Why Observability Is Essential for AI Products
How monitoring key signals within an AI system helps detect failures, optimize performance, and maintain reliability in production
AI solutions don’t always behave as we expect, but the bigger problem is that it’s not always obvious when something has gone wrong. These systems can create a compelling illusion of quality. Even when the outputs are genuinely good, the underlying process could still have issues and inefficiencies.
Traditional monitoring can’t provide sufficient insight into the system’s behavior. Product builders have to use AI observability tools to capture detailed information about the system’s internal operations. These tools allow us to verify whether solutions are actually working as intended.
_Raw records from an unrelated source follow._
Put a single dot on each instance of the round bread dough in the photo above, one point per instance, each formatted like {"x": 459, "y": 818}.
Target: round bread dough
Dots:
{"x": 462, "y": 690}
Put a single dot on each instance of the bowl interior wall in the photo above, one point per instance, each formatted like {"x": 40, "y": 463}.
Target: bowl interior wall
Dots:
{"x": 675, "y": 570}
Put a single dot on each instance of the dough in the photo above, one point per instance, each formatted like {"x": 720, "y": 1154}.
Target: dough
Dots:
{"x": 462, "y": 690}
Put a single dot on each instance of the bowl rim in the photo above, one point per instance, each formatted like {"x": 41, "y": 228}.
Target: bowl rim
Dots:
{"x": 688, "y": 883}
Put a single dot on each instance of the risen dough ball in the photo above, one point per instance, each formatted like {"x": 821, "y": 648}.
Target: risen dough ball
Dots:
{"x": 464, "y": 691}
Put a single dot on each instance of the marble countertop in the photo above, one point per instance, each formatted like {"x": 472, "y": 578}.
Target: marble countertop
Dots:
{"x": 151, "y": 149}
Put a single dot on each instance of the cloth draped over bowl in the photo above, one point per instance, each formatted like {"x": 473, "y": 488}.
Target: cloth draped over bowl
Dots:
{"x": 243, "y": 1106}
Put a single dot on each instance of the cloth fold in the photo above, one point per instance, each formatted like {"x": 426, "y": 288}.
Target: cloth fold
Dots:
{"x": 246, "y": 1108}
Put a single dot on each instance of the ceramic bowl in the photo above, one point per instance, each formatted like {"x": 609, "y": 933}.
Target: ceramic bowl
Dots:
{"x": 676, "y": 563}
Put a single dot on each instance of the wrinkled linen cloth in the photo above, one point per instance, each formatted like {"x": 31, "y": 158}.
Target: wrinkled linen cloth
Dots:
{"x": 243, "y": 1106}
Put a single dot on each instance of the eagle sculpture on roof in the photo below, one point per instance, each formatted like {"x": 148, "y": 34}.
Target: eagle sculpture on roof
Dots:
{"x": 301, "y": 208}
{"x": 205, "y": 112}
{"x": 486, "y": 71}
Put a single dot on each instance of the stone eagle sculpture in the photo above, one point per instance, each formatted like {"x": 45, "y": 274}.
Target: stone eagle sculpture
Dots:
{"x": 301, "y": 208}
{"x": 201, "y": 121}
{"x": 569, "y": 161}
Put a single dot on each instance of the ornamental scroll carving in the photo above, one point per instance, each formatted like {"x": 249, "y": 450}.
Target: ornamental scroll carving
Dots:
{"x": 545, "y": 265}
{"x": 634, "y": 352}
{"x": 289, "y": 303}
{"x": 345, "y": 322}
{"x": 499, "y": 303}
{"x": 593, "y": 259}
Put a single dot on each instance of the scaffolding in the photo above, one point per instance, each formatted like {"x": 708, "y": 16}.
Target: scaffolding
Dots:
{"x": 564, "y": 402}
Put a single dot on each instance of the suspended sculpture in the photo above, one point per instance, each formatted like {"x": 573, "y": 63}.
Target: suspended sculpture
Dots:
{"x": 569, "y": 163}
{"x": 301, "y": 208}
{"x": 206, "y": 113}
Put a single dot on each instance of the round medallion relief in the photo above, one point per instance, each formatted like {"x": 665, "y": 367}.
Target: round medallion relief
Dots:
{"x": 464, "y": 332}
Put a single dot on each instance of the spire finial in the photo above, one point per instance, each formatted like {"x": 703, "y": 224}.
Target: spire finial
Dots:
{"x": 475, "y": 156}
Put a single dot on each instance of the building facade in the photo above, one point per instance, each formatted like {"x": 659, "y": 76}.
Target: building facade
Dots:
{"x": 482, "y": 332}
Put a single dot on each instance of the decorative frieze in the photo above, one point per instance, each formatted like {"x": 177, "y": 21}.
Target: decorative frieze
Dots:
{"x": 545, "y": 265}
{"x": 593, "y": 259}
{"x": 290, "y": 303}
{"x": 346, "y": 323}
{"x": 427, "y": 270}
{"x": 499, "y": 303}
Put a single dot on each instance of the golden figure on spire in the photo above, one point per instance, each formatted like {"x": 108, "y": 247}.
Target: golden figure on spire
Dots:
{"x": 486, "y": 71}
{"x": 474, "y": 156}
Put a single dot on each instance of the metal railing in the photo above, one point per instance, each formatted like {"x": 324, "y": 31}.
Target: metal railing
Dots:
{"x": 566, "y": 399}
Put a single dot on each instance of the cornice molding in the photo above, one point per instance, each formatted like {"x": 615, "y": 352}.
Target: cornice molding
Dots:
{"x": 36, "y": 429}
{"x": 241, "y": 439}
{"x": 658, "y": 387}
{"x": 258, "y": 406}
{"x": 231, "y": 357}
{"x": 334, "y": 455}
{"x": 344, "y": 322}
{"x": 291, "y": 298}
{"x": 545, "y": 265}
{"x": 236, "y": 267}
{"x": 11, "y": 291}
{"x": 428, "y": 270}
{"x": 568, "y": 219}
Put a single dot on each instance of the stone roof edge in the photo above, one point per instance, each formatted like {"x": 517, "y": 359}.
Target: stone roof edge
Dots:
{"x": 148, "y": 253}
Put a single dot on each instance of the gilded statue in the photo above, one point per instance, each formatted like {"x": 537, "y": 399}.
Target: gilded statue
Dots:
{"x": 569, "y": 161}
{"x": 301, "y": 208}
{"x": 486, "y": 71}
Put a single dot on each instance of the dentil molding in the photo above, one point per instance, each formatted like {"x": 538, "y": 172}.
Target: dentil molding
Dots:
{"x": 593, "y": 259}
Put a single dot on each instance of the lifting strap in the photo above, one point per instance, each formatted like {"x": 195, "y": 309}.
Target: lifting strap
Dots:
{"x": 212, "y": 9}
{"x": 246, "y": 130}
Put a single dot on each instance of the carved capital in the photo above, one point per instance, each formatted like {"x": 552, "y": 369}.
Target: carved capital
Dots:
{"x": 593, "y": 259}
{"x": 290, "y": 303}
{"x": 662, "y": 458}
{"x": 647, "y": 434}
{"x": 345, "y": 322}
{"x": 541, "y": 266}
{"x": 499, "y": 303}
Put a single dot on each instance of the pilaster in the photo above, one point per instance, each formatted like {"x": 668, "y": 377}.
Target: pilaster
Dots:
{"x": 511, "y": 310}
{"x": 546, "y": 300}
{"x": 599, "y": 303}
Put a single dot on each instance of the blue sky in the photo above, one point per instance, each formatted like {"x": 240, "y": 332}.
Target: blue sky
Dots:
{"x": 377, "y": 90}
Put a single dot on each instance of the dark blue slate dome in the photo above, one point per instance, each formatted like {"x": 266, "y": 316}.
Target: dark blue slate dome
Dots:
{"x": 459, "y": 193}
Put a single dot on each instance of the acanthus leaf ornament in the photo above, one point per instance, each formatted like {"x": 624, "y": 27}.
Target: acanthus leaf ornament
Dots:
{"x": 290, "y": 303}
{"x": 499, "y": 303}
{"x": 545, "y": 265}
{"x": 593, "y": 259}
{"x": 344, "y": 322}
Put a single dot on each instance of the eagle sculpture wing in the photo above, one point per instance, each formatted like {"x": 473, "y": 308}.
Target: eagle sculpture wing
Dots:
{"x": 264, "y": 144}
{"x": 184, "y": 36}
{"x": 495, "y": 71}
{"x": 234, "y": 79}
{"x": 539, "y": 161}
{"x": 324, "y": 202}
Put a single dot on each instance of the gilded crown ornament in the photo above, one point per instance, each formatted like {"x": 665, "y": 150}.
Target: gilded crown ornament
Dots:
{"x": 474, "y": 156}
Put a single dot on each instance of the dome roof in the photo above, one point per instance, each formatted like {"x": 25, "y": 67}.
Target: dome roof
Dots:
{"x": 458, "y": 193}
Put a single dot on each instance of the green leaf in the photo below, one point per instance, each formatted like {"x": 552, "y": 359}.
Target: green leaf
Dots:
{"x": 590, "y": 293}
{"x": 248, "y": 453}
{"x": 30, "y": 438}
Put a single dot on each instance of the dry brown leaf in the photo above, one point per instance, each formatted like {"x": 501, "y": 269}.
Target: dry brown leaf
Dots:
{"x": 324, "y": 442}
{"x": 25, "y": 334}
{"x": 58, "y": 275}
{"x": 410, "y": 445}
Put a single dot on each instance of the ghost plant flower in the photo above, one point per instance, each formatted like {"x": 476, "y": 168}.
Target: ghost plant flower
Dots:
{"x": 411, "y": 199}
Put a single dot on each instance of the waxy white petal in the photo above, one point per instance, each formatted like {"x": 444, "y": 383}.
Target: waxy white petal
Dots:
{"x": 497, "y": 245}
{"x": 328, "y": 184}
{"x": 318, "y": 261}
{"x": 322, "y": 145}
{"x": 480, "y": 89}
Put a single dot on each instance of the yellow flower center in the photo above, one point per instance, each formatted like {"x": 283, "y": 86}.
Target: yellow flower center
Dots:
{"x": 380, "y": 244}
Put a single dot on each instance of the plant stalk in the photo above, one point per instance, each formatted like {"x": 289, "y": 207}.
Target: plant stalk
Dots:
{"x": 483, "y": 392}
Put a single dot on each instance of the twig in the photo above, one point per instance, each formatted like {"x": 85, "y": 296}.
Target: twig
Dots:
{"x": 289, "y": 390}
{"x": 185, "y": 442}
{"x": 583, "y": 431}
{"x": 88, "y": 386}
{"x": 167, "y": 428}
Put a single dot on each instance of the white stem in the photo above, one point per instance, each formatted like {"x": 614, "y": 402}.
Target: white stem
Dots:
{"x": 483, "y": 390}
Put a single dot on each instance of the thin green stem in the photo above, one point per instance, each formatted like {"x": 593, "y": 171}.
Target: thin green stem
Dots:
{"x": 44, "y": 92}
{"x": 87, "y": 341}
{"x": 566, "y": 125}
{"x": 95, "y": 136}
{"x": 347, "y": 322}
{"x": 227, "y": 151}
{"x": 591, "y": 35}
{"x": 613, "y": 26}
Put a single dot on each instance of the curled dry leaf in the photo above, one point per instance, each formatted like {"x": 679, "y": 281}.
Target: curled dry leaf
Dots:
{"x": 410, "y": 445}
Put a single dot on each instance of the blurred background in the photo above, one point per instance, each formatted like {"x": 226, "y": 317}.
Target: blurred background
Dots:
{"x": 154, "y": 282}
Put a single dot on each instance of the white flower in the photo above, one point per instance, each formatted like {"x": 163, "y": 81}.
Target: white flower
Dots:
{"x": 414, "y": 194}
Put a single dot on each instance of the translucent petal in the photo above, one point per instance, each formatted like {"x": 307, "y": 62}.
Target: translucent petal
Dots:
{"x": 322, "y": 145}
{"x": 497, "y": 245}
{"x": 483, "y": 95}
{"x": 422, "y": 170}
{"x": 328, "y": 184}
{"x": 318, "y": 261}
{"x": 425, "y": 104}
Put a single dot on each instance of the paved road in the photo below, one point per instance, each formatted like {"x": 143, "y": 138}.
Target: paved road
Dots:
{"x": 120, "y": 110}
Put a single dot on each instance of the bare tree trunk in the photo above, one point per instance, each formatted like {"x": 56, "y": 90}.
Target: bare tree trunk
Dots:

Observability is essential for making AI solutions reliable. It helps us inspect both the results and the process much more effectively, so we can make the right fixes, improvements, and optimizations. Without it, we’re just hoping nothing goes wrong, since everything looks fine on the surface.
What Is AI Observability?
AI observability is the process of monitoring AI systems by tracking key signals related to their behavior, performance, and reliability. It involves collecting, analyzing, and correlating these signals (also referred to as telemetry data) to understand how the system operates. We integrate observability tools (e.g., LangSmith, Langfuse, Helicone) into our AI system to record specific system interactions. This data can help us understand how specific changes impact the system’s performance. For example, it can quantify the impact of switching models (e.g., on token spend, output quality, or latency), helping us assess the tradeoffs of each one.
Why traditional monitoring falls short.
Traditional monitoring is designed for traditional software. Since all operations follow deterministic paths, for the most part, tracing the relationship between inputs and outputs is relatively straightforward. However, AI systems are non-deterministic: the same input could produce different outputs. This variability means there’s always a risk of something going wrong, no matter how well-designed the system is. Standard monitoring makes it difficult to trace the exact root cause of a bad output. It just doesn’t give us enough visibility into what specifically went wrong because the necessary data isn’t captured.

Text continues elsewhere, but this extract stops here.